KISAH PERANTAU DI KARIMUN
Kisah Kudi Penjual Cincin Batu Akik di Karimun Bertahan saat Pandemi Covid-19
Sebelum pandemi covid-19, Kudi pernah jualan cincin batu akik sampai ke Malaysia. Sehari ia bisa dapat 1 juta. Kini untuk dapat 100 ribu saja susah
Penulis: Yeni Hartati | Editor: Dewi Haryati
KARIMUN, TRIBUNBATAM.id - Kudi (66) namanya. Dilihat dari usia, ia memang sudah tak muda lagi.
Kudi menjual cincin batu akik di Jalan Ahmad Yani Kelurahan Sungai Lakam, Kecamatan Karimun.
Kudi bukan warga Karimun asli.
Pria paruh baya itu perantau asal Kalimantan Timur.
Sama seperti perantau pada umumnya, ia ingin mengubah nasib hingga merantau ke Karimun.

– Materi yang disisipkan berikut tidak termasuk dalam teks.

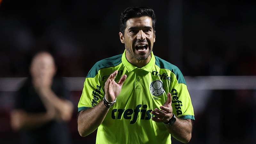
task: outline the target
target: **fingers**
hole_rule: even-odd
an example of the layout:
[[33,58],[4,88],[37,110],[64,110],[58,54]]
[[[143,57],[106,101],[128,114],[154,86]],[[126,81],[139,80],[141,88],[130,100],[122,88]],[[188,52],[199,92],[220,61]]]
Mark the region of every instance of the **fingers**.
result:
[[123,84],[124,84],[124,81],[125,80],[126,78],[127,78],[127,76],[126,76],[126,75],[124,75],[121,77],[121,78],[120,79],[120,80],[119,80],[118,84],[121,85],[122,85]]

Baca juga: Kisah Hamid Tukang Becak Pengangkut Kardus, Kerja Keras Walau Tak Bisa Berjalan Lagi
Baca juga: Kisah Awang Lestarikan Budaya Melayu Lingga ke Generasi Muda Tanpa Pamrih
Kini Kudi adalah warga Pulau Kambing, Kelurahan Sungai Lakam Barat, Kecamatan Karimun.
Namun jauh sebelum itu, Kudi pertama kali menginjakkan kaki di Tanjungbalai Karimun pada 1977.
Hampir 44 tahun lamanya ia menekuni pekerjaan sebagai penjual cincin batu akik.
Ia pertama kali menjual dagangannya di Jalan Nusantara. Namun karena pembelinya sepi, ia sering berkeliling tempat untuk menjaring pembeli.
"Pertama kali saya jualan di Jalan Nusantara, terus ke Pasar PN, Pongkar, Pasar Bukit Tembak dan banyak lagi yang saya lupa namanya," ucap Kudi.
Bapak dari 2 anak dan 4 orang cucu ini termasuk pejuang dan pekerja keras.
"Dulu itu tujuan saya kerja banting tulang untuk anak dan istri. Saya sampai jualan cincin batu akik ke Malaysia," ujarnya.
Sebelum pandemi Covid-19 melanda Malaysia, ia pernah mendapatkan uang sejuta dalam sehari.
"Dulu saya jualan di Malaysia, namun karena corona, saya disuruh pulang. Jadi saya memutuskan pulang," ucapnya.
Ia mengaku, pendapatan yang diperolehnya di Malaysia dan di Karimun jauh berbeda. Apalagi saat ini tengah covid-19.